I know I am one of many readers across Michigan who is very happy to see mystery writer Steve Hamilton bring back our favorite detective, Alex McKnight.
This new novel is called Dead Man Running. Although this is the 11th Alex McKnight volume, it’s the first one Hamilton has released in five years. We all understand how a writer might want to try some new characters, some new places, and some new situations, but we have missed Alex. It is very good to have him back.
Alex McKnight was a Detroit cop for eight years, but he and his partner were shot one dark night in the city. The partner died, and McKnight was forced to retire with a bullet lodged next to his heart.
His wife left him; Alex was just too gloomy to live with, his vision of the world just too dark. He retreats to a cabin in the Upper Peninsula, just outside the village of Paradise on Whitefish Bay. He is an embittered man who still seems to have some hope for the other members of his species, despite ample evidence that we are all bent on destruction.
Trouble continues to find Alex. Crimes seem to find him when he sits quietly in his favorite bar in Paradise or while he is plowing out the snow on the long driveway in to his cabin. Hamilton has taken his detective all across the state, and the body count has mounted from the western U.P. to Detroit.
In Dead Man Running, we start suddenly enough in the eastern U.P., and end very dramatically in a small summer cottage on one of the tiny, forgettable lakes north of Grand Rapids. But along the way, we go to Arizona and New Mexico, to Texas and Ohio. Everywhere the bodies collect.

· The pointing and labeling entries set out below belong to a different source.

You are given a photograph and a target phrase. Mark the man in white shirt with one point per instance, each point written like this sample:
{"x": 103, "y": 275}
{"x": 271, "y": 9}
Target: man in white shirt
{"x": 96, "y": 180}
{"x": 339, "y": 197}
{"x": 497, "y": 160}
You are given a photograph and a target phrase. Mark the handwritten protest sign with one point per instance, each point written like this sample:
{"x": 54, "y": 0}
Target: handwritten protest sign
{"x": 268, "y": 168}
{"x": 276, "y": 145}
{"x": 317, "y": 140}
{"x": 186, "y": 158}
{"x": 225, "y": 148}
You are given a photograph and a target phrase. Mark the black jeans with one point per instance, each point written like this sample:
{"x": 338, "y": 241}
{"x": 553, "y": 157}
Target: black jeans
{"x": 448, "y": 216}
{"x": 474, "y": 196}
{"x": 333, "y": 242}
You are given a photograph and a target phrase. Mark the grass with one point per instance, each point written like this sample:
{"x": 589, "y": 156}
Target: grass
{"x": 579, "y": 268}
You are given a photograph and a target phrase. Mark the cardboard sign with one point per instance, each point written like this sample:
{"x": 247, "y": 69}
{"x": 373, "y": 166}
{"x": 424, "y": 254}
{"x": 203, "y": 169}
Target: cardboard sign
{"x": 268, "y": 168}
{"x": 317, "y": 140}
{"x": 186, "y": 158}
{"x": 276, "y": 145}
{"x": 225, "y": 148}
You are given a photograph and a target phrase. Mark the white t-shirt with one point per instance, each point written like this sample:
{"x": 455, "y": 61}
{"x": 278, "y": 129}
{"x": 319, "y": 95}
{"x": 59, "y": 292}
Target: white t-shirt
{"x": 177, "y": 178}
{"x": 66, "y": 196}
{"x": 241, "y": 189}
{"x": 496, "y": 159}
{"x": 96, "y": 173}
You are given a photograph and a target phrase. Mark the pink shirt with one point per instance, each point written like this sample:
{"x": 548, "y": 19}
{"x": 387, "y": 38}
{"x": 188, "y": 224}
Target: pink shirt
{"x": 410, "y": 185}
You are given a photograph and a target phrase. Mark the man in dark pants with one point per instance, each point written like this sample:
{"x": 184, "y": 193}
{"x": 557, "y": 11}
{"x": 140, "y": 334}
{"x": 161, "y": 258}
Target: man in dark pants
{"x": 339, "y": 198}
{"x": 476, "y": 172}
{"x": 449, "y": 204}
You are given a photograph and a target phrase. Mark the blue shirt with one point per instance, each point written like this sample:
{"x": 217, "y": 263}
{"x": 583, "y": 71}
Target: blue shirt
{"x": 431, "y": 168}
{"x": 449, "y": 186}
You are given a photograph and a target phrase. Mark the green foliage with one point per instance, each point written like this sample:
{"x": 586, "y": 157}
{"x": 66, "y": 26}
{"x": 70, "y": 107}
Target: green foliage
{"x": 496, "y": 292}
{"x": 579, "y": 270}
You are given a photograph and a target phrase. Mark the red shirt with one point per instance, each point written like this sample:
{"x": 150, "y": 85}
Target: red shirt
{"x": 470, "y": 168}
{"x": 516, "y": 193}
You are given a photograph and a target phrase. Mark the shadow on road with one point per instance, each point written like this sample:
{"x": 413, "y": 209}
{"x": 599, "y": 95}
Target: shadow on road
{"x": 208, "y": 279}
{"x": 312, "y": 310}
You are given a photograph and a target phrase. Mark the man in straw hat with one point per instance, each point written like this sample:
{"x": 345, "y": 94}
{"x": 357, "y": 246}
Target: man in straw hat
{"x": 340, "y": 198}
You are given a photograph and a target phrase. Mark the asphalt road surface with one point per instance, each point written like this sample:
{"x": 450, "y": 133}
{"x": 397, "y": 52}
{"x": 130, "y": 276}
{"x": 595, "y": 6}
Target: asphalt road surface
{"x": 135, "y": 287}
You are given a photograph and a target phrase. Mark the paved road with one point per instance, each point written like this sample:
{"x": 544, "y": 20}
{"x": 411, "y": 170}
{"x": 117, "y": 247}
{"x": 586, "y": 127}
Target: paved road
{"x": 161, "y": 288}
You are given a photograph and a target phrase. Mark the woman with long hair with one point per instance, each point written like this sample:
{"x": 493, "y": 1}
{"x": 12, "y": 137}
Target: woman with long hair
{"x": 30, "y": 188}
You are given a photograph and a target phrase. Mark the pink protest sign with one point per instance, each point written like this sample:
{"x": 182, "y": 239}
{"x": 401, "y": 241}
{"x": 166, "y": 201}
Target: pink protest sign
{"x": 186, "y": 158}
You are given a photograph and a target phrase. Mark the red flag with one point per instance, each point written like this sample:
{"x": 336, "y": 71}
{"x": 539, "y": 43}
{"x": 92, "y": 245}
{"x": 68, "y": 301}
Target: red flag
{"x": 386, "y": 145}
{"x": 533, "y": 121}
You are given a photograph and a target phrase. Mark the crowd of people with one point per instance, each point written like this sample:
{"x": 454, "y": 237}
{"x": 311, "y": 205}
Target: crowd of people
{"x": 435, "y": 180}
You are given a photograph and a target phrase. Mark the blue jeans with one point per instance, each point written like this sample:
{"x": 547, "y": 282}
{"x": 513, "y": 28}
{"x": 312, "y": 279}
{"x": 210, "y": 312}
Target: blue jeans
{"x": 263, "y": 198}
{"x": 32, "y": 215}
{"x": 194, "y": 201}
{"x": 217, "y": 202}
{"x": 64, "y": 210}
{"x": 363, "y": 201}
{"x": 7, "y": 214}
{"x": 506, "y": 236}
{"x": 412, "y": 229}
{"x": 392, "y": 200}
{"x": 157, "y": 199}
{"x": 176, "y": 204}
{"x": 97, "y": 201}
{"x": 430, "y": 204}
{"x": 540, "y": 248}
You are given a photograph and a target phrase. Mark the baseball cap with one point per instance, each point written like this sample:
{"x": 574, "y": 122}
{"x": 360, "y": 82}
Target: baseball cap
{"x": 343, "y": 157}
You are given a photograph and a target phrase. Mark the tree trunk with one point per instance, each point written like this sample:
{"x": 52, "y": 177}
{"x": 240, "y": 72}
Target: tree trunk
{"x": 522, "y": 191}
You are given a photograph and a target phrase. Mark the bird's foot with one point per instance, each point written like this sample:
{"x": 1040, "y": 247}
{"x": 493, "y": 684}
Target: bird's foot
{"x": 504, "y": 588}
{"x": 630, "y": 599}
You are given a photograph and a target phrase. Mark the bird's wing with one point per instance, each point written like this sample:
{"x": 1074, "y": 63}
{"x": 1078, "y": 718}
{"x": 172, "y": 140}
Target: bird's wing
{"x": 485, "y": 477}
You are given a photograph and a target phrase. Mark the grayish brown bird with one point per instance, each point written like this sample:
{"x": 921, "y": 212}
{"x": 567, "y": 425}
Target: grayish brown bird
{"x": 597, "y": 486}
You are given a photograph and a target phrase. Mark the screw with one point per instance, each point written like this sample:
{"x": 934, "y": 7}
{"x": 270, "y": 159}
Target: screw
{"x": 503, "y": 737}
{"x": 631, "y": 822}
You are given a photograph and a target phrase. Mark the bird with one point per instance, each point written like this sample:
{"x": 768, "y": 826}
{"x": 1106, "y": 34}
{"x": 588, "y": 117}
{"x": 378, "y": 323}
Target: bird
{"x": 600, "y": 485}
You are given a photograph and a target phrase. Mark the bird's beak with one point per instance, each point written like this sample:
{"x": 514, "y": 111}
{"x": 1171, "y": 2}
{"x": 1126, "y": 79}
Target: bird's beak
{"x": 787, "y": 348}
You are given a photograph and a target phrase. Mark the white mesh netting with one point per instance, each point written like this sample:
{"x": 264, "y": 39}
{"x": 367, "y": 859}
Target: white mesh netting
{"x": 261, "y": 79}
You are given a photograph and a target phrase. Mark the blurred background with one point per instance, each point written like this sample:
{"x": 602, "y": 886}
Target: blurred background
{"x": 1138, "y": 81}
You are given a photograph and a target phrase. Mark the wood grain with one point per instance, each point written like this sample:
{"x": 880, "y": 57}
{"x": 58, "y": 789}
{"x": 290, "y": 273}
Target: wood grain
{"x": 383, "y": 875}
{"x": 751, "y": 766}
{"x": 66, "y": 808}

The criminal in this novel is one of the worst McKnight has had to run to ground. His crimes are gruesome and perverted in ways even Alex McKnight can barely imagine. Our detective ends up battered and bloodied more than he has been in any of the other ten books. But he survives. He has to survive!
Hamilton knows what he’s doing. Every chapter leaves us hanging. It seems as if every page opens a new plot twist. Those who know and love Alex McKnight will be shocked where some of those twists take us. I suspect those who don’t know Alex will be left breathless.
Don’t start Steve Hamilton’s Dead Man Running in the evening, or you might lose a night’s sleep. On the other hand, the fatigue tomorrow will be absolutely worth it!
Keith Taylor recently retired as a creative writing teacher at the University of Michigan. His latest book is called Ecstatic Destinations.